I think most of us find that it is difficult to be patient with process, whether we are talking about learning a new skill, remodeling a home, or getting back in shape. Wanting the good results is the easy part, but it’s that one step forward and two back that really tests your resolve to persevere. The number of abandoned projects and piles of new equipment gathering dust out there attest to that fact. Peter the Disciple was a live-in-the-moment kind of guy, knew what it was like to be wired that way– big on excitement and not so much on follow-through. So it is remarkable to read his letters to the Christ-followers living in the outer reaches of the Roman Empire and see his big-picture viewpoint, hear him urging them to keep their eyes fastened on who they are and where they are headed.
Maybe that was his secret, that at some point he did learn to stop looking at the waves,and start looking at his Savior’s hand outstretched instead. When you take your eyes off the immediate circumstances and the swell of emotions that crash all around, start focusing on the One who is walking with you, your perspective enlarges dramatically. You can say things like, “There is wonderful joy ahead, even though you must endure many trials for a little while.” (1 Peter 1:6) The grief of this world is still very present and real, but so is the “inheritance that is imperishable, undefiled, and unfading, kept in heaven for you, who by God’s power are being guarded through faith for a salvation ready to be revealed in the last time.” (1 Peter 1:4-5) As a Christ-follower, the saving grace in life is that you are not trying to get it done in your own strength and self-discipline. Literally. Our life in Christ is wrapped up in His saving grace from beginning to end. And when you grow weary of one more day, and discouraged about your progress, you can rest in that grace that carries you, look forward to the glorious future He purchased, and not give up. Peter was very aware of his own weaknesses– that’s why in his letter he emphasizes how salvation belongs to God and is not dependent on our efforts. It was the Father’s grand plan from the very Beginning, accomplished through the death and resurrection of the Son and the sanctifying work of the Spirit in the hearts of those who believe. It is vitally important to Peter that he lay this out clearly because only on this firm and unchanging foundation can his faith and ours rest secure.

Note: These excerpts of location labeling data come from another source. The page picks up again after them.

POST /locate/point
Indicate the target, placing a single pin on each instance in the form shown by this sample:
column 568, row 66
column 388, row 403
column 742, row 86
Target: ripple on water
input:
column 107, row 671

Peter goes so far as to say that persevering in the everyday process is what proves a person’s faith is real. He knew from experience how emotions are not trustworthy guides for a walk of faith. High on the excitement of a miracle or caught up in the passion of a big event, it was easy for him to claim large faith, or propose action. But the same emotion that swells has its counterbalancing downswing, and he also knew the pendulum-swing of failure and rebuke and shame. The emotions will never be enough to make you strong, carry you through; what really matters most is the foundation you are acting on when the fireworks of emotion die down– what you do next.
So Peter can write to these believers (with the authority of one who has learned the hard way) that real faith hangs onto the eternal things that are True, no matter what: “You love Him even though you have never seen Him. Though you do not see Him now, you trust Him; and you rejoice with a glorious, inexpressible joy. The reward for trusting Him will be the salvation of your souls.” (1 Peter 1:8-9) When you know the Most High has gone to such lengths to claim you as His “…special possession….has called you out of darkness into His wonderful light” (1 Peter 2:9), you can rest assured that perseverance in living out your faith will result in the happy ending that God intends for you.
And to all of us, I hear Peter saying: be patient with the process. Learn to see God at work in it. Wrestle with what it means to “live as God’s obedient children” (1 Peter 1:14) and practice living out His holiness in everyday things. Don’t be too quick to look for escapes and quick fixes. Listen more to His Word and His Spirit instead of your emotions. Long for growth, soak up every bit of nourishment you can get, so that you will grow strong and healthy inside. And be patient with what He is working out in you, for “when your faith remains strong through many trials, it will bring you much praise and glory and honor on the day when Jesus Christ is revealed to the whole world.” (1 Peter 1:7) God did it for Peter, and He can do it for you. .
I heard a wise teacher say once that our transformation, our healing, our growth will take one day longer than we live in these bodies. Hang in there, then, and be patient, because ” In His great mercy He has given us new birth into a living hope through the resurrection of Jesus Christ from the dead, and into an inheritance that can never perish, spoil or fade.” (1 Peter 1:3-4) This is worth waiting for.
“So prepare your minds for action and exercise self-control. Put all your hope in the gracious salvation that will come to you when Jesus Christ is revealed to the world….For you have been born again, but not to a life that will quickly end. Your new life will last forever because it comes from the eternal, living word of God.”1 Peter 1:13, 23
“Most of our healings will be experienced through the relatively slow processes with which God wonderfully and wisely equips our bodies. And most of our deliverances will be experienced through the relatively slow (at times frustratingly so) processes with which God wonderfully and wisely equips our minds and souls — replacing habitual responses of belief in deceptive promises and condemning accusations with habitual responses of faith in the true promises and gracious acceptance of God.”